Background: A Group O Policy, which issues group O red blood cells (O-RBC) to recipients whose ABO types have not been duplicated on at least 2 separate occasions, has been in place at this 550-bed hospital since 1991. Its inception was a response to the frequency of wrong blood in tube (WBIT) events identified by discrepant serial ABO typings, which had been disproportionately concentrated among critically ill patients, a population at high risk of transfusion and misdraw. This policy was thought to better address such sources of mistransfusion error than delivery-based patient identification technologies.
Methods: For the period from 1/1/2004 - 12/31/2005, the policy’s impact was reviewed according to utilization of O-RBC, frequency of critical O-RBC shortage, intervals to type confirmation, the identification of protracted users of policy O-RBC, the frequency of WBIT events as revealed by ABO typing discrepancies, the frequency of ABO-incompatible transfusion errors, and the frequency with which ABO-incompatible transfusion errors were averted as a result of the policy.

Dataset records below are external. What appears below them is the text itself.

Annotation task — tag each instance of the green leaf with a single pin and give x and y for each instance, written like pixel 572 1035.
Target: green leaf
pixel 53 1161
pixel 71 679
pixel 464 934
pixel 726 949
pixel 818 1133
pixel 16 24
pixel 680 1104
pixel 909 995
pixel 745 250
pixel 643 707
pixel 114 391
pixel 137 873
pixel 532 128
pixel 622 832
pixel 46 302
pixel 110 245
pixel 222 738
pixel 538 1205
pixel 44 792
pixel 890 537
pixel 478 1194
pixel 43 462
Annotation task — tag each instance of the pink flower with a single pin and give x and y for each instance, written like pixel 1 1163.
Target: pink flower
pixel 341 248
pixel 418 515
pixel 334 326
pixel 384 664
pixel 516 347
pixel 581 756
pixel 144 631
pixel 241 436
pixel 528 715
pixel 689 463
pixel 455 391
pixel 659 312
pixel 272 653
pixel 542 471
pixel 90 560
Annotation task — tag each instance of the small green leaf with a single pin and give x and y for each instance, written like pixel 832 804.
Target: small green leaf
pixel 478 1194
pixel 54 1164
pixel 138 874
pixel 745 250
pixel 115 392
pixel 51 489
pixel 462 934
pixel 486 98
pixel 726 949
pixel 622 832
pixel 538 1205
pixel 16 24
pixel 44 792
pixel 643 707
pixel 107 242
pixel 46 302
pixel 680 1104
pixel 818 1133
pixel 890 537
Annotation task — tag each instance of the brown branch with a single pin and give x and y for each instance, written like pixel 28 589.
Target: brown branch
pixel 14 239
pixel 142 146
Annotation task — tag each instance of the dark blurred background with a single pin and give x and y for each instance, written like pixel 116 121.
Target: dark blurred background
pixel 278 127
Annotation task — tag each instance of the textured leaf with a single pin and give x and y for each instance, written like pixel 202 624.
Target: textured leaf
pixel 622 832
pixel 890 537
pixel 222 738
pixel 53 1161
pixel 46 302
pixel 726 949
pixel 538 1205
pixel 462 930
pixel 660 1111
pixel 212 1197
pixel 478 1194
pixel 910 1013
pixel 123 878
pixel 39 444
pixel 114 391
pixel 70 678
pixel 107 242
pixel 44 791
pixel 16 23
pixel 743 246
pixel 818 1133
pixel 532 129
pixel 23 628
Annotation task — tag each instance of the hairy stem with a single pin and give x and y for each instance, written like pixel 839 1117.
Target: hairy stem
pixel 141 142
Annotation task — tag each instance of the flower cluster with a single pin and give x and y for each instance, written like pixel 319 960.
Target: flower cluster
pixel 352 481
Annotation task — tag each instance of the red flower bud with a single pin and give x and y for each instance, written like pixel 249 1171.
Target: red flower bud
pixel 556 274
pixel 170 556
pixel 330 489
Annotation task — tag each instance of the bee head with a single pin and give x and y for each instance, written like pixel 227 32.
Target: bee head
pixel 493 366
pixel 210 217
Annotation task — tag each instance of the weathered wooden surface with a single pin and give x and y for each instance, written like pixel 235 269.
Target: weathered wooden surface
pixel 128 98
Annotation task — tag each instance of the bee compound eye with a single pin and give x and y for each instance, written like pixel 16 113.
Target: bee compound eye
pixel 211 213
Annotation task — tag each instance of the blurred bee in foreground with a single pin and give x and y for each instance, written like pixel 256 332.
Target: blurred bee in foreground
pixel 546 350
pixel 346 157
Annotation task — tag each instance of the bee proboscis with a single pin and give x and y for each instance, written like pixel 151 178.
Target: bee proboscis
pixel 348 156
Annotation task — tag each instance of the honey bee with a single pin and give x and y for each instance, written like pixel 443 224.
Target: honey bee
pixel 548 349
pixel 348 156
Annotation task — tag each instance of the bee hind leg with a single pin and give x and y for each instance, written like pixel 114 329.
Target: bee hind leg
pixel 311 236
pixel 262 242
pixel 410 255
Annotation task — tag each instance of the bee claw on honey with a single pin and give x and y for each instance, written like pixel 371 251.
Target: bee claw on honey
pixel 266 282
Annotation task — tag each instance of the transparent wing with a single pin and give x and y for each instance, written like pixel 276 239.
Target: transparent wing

Results: In 2004, 479 (4.5%) of a total of 10,575 units of O-RBC were transfused due to the policy. In 2005, 689 (6.1%) of a total of 11,293 units of O-RBC were transfused due to the policy. Increase in the use of O-RBC from 2004 to 2005 was by 718 units (6.7%), while the increase in the use of group O-RBC for the policy increased disproportionately by 210 units (43.8%). Over the 2 year period, a monthly median excess of 43 units (range 24–85) of O-RBC were issued in accordance with the policy. Daily excess use of O-RBC for the policy was a median of 1 unit (range 0–19). There were 291 days when no policy-related O-RBC were used, and only 3 days when more than 10 units were used. The interval between a 1st and 2nd (confirmatory) typing, when achieved, occurred within 24 hours for 15.4% of patients, but was a median of 23 days, and ranged from minutes to 21.5 years. Confirmatory re-typing activity within less than 72h of the 1st occurred in a minority of 28%, possibly reflecting nonessential repetition and/or deliberate action to release patients from policy-related O-RBC restrictions. Patients who were protracted users of Group O policy blood (no confirmatory type and/or repeatedly indeterminate typing) were neonates (310 units [26.5%]) and recipients of ABO-incompatible hematopoietic stem cell transplants (76 units [6.5%]). The blood bank identified misdrawn blood through typing discrepancies in 6 patients over 2 years. Transfusion occurred uneventfully in 3 of these 6, as the misdraw was made apparent by comparison with prior typings on file in 2, and patient knowledge of correct type in 1. The misdrawn specimen was the 1st one in 2 of 6. Of the 3 who were not transfused, the misdraw suggested a type that would have led in all to the transfusion of clinically incompatible blood, had the knowledge of prior type, and the policy, both been absent. ABO-incompatible red cell transfusion errors did not occur, although this was a greater function of luck than the policy in the interval.
Conclusions: A policy instituted to prevent ABO-incompatible transfusion errors, by providing O-RBC to those with unconfirmed blood types, appeared to be both feasible, and potentially mistransfusion-preventative, at a high-volume tertiary-care teaching hospital.
Disclosure: No relevant conflicts of interest to declare.